Morgan Stanley a initié une couverture d'ArcelorMittal SA avec une note en surpondération, en invoquant les avantages attendus de politiques commerciales européennes et nord-américaines plus strictes ainsi que des investissements disciplinés dans la décarbonisation.
La banque a fixé un objectif de prix de 70 euros pour les actions d'ArcelorMittal cotées à Amsterdam, ce qui implique une valorisation de 14 % environ par rapport au cours de clôture du 20 août à 61,16 euros. Pour les ADR de l'entreprise cotées à New York, le seuil de performance a été fixé à 82 dollars, ce qui représente également une valorisation de 14 % environ par rapport au cours de clôture du 20 août à 72,20 dollars.
Les analystes prévoyaient une croissance constante des livraisons d'acier, avec des volumes passant de 54 millions de tonnes en 2025 à 57,3 millions de tonnes en 2027. Les prévisions d'EBITDA empruntaient une trajectoire semblable, passant de 6,54 milliards de dollars en 2025 à 11,12 milliards de dollars en 2027.

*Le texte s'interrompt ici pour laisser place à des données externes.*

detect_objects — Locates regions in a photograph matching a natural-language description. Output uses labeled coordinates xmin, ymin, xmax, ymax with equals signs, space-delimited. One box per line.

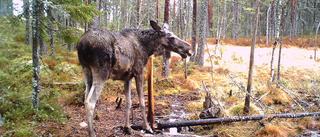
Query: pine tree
xmin=195 ymin=0 xmax=208 ymax=66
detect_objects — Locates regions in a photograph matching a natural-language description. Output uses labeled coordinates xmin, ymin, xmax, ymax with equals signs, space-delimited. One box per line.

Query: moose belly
xmin=110 ymin=55 xmax=132 ymax=80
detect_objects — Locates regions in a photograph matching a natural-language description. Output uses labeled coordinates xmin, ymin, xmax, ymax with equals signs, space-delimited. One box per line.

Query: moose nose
xmin=187 ymin=49 xmax=193 ymax=56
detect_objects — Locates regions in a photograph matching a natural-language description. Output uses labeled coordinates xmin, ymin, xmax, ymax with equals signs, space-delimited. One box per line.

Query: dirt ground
xmin=36 ymin=45 xmax=320 ymax=137
xmin=36 ymin=92 xmax=199 ymax=137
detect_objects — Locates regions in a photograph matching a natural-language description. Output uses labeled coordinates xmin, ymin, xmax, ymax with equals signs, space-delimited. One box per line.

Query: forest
xmin=0 ymin=0 xmax=320 ymax=137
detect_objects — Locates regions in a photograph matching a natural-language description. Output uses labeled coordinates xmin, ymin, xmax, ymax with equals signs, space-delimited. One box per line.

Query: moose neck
xmin=138 ymin=29 xmax=163 ymax=56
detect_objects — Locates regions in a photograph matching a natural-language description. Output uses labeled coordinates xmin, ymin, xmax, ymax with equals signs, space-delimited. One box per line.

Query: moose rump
xmin=77 ymin=21 xmax=191 ymax=137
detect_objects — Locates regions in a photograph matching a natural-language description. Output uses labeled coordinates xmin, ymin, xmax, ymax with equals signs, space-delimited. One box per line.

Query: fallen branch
xmin=158 ymin=112 xmax=320 ymax=129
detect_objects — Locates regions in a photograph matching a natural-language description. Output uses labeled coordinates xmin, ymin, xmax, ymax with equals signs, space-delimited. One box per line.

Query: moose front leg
xmin=124 ymin=79 xmax=132 ymax=135
xmin=135 ymin=73 xmax=153 ymax=133
xmin=84 ymin=71 xmax=105 ymax=137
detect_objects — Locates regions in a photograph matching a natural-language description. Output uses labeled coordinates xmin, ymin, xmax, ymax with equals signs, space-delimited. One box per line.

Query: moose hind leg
xmin=84 ymin=67 xmax=93 ymax=99
xmin=124 ymin=79 xmax=132 ymax=135
xmin=84 ymin=71 xmax=105 ymax=137
xmin=135 ymin=74 xmax=153 ymax=133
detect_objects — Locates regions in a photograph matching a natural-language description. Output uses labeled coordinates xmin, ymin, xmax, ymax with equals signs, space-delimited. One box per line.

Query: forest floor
xmin=36 ymin=45 xmax=320 ymax=136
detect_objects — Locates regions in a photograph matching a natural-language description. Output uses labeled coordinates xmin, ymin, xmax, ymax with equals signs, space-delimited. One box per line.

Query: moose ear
xmin=163 ymin=23 xmax=169 ymax=30
xmin=150 ymin=20 xmax=161 ymax=31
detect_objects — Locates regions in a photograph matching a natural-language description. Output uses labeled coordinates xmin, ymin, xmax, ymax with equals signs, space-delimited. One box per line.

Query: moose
xmin=76 ymin=20 xmax=192 ymax=137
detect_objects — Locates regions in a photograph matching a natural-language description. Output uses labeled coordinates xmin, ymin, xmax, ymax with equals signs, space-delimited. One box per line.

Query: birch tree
xmin=243 ymin=0 xmax=260 ymax=114
xmin=270 ymin=0 xmax=281 ymax=82
xmin=195 ymin=0 xmax=208 ymax=66
xmin=23 ymin=0 xmax=31 ymax=45
xmin=161 ymin=0 xmax=171 ymax=77
xmin=190 ymin=0 xmax=198 ymax=62
xmin=314 ymin=22 xmax=320 ymax=61
xmin=32 ymin=0 xmax=41 ymax=109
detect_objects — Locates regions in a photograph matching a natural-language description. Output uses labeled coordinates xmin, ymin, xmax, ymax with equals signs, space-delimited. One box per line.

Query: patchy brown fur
xmin=77 ymin=21 xmax=191 ymax=136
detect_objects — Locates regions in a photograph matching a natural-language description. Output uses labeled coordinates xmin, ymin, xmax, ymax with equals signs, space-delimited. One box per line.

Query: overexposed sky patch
xmin=13 ymin=0 xmax=23 ymax=16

Morgan Stanley a mis en évidence les mesures de protection du commerce et les protections du carbone en tant que stimulateurs d'une meilleure visibilité des bénéfices, avec un impact complet qui devrait se concrétiser entre 2027 et 2028. La banque a également noté un potentiel de hausse lié à une reprise plus rapide de la demande sur les marchés de destination clés et à un programme d'achat de titres accéléré.

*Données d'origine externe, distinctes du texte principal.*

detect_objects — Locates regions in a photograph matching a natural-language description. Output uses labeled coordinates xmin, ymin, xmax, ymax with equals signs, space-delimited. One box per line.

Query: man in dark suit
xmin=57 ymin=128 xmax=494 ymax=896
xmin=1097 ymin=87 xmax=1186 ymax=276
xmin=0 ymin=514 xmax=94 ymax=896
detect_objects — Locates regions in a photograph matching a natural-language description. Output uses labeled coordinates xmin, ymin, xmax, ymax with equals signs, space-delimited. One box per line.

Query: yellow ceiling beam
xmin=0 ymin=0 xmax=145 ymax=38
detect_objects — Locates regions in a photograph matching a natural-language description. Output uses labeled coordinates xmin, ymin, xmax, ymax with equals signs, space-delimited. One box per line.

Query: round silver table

La firme a mis en évidence le levier opérationnel d'ArcelorMittal dans le cadre d'un redressement des bénéfices en Europe, tout en minimisant les risques sur le bilan et les risques opérationnels. La stratégie de décarbonisation progressive de l'entreprise a été qualifiée de rigoureuse, limitant l'exécution et l'exposition financière.
Les risques à la baisse comprennent une demande plus faible en acier en Chine, ce qui pourrait augmenter les volumes d'exportation et la pression sur les prix mondiaux, ainsi qu'une nouvelle détérioration des marchés de consommation, ce qui réduira les marges. Des investissements à grande échelle inopportuns dans de nouvelles régions ont également été classés comme un facteur de risque potentiel.